Step I To enhance the multiclass classification task (presence/no-presence of vertebrae), we randomly cropped each image along the y-axis to allow the processing of radiographs with different fields of view. In fact, since the sacrum is visible in the majority of cases, this spine level could be categorically assigned to the most caudal visible vertebra in the identification process. To avoid such limitation, we randomly cropped the images in the lower part to have L5, L4 or L3 as the most caudal visible vertebra. In particular, the crop was made by generating a random y-coordinate that was in the lower half of the image and using this point as the cut point with the condition that at least 3 vertebrae remained visible. This procedure was performed only during the training process.
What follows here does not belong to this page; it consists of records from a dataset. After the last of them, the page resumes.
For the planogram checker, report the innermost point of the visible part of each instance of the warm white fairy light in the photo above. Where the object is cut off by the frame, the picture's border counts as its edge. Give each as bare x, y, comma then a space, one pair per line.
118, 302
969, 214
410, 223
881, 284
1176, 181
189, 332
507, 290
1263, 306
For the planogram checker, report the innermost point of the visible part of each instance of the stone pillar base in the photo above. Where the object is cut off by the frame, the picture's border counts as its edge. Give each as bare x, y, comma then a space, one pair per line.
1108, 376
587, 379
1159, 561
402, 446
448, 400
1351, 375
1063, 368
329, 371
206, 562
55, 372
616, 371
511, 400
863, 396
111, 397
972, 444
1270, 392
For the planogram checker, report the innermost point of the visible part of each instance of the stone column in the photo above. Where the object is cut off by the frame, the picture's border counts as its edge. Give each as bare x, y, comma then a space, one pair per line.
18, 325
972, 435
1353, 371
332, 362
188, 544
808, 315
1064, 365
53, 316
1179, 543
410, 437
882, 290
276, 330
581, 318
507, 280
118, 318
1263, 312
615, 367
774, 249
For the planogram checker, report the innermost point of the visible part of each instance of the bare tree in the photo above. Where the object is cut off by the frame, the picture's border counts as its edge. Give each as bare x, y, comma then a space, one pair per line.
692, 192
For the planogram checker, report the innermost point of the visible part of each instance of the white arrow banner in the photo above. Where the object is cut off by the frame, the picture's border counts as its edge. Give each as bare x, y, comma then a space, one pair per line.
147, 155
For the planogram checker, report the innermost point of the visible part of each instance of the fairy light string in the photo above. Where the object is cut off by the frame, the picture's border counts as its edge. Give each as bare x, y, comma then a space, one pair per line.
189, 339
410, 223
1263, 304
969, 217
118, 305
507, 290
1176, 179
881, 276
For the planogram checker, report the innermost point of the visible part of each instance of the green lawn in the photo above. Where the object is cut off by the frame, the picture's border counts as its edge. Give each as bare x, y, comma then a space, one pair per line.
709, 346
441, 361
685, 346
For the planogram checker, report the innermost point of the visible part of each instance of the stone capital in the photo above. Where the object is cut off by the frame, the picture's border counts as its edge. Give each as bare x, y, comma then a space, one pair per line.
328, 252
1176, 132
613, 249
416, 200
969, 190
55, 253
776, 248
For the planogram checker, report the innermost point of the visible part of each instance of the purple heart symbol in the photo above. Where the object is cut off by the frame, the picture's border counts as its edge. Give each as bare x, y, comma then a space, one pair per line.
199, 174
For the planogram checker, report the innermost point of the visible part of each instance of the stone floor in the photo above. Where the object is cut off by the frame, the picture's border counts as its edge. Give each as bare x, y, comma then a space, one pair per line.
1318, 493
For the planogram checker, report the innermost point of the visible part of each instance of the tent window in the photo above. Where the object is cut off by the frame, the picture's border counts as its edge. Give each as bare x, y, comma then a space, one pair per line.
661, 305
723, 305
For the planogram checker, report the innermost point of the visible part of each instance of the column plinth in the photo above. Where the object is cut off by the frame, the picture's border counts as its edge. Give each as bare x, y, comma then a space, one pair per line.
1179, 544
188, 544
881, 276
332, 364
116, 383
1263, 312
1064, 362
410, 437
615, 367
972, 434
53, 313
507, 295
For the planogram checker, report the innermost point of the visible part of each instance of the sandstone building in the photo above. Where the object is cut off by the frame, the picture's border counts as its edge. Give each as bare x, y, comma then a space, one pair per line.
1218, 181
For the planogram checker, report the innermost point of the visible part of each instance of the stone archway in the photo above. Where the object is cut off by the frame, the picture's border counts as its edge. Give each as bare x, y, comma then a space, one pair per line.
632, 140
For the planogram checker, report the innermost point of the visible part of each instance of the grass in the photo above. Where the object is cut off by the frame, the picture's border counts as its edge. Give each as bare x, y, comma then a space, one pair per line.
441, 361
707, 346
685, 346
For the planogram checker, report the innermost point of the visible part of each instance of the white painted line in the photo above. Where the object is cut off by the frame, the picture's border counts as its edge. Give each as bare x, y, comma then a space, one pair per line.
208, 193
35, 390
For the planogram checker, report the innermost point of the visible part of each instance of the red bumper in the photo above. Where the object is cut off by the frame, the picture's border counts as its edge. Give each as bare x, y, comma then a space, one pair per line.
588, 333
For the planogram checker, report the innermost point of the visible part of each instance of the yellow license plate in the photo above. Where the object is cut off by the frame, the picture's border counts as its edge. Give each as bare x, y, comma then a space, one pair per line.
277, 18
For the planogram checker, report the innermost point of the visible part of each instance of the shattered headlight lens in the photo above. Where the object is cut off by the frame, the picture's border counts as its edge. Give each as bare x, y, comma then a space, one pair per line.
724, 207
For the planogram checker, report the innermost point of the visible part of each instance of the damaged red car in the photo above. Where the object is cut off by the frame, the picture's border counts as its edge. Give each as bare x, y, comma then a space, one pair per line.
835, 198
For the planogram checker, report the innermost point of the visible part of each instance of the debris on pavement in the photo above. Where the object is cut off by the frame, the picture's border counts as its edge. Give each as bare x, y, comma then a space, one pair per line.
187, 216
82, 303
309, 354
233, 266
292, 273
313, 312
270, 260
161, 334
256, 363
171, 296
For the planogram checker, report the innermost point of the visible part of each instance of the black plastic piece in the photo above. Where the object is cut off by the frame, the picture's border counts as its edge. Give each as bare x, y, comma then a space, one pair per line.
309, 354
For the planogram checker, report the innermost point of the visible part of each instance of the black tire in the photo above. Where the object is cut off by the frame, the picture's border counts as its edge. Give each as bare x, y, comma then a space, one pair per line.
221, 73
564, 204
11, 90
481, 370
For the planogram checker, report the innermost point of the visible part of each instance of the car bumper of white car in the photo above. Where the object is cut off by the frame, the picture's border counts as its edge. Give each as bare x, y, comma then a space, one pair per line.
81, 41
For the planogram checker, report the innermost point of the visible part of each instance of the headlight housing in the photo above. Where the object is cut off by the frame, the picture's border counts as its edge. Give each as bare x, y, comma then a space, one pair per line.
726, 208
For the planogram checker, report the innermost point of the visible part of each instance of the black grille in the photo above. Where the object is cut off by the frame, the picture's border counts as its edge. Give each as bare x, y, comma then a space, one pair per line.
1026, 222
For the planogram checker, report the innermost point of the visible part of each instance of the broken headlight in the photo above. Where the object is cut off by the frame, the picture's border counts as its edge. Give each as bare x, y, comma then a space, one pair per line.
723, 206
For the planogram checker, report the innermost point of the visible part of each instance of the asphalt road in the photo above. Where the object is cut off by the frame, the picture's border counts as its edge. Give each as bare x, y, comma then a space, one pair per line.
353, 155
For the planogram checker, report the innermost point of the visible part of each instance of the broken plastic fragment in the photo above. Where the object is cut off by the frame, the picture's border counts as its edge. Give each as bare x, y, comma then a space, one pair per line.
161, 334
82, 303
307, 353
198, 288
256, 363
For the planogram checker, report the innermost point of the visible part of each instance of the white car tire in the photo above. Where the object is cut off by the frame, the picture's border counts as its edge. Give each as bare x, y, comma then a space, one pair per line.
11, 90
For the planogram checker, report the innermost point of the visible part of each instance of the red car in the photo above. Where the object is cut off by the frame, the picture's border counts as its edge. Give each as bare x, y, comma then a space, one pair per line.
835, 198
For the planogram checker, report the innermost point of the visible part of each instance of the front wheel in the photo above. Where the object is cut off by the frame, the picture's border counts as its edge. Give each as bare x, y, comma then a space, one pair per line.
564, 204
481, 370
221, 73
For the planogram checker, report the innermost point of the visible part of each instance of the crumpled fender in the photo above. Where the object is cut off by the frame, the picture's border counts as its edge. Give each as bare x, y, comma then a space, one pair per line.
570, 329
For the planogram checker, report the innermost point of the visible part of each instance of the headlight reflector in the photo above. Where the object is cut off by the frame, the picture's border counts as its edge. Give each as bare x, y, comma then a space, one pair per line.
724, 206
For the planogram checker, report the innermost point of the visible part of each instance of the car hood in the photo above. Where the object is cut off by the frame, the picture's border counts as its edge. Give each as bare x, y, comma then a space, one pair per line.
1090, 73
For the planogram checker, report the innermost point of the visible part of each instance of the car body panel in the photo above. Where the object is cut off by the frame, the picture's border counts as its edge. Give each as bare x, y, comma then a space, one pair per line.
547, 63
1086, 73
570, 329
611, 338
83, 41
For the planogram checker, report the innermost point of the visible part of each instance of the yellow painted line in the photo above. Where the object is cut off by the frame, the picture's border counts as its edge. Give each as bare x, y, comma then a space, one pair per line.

In addition, we performed data augmentation on the training set with random rotations and horizontal flipping. The images, after the resize, were normalized to have the pixels in the range [0, 1].

Concerning the model (CNN 1), we used a ResNet50 model¹⁹ pre-trained on ImageNet²⁰ exploiting the Transfer Learning technique²¹. Hence, we decided to freeze the weights of the deeper layers until Bottleneck block 3 of the ResNet and retrain only the last part of the model. Moreover, we replaced the last layer of the original ResNet model with a fully connected layer with 24 neurons, one for each vertebra. The output of the network is a 24 elements vector assuming values of 1 or 0 indicating the presence or absence of the vertebra, respectively. Since the task is a multi-label binary classification, we used a sigmoid activation function for each output neuron minimizing the binary cross-entropy loss. In the training process, we monitored the loss value on the validation set and we saved iteratively the parameters of the network when the loss of the current epoch resulted lower than the best loss in the previous ones.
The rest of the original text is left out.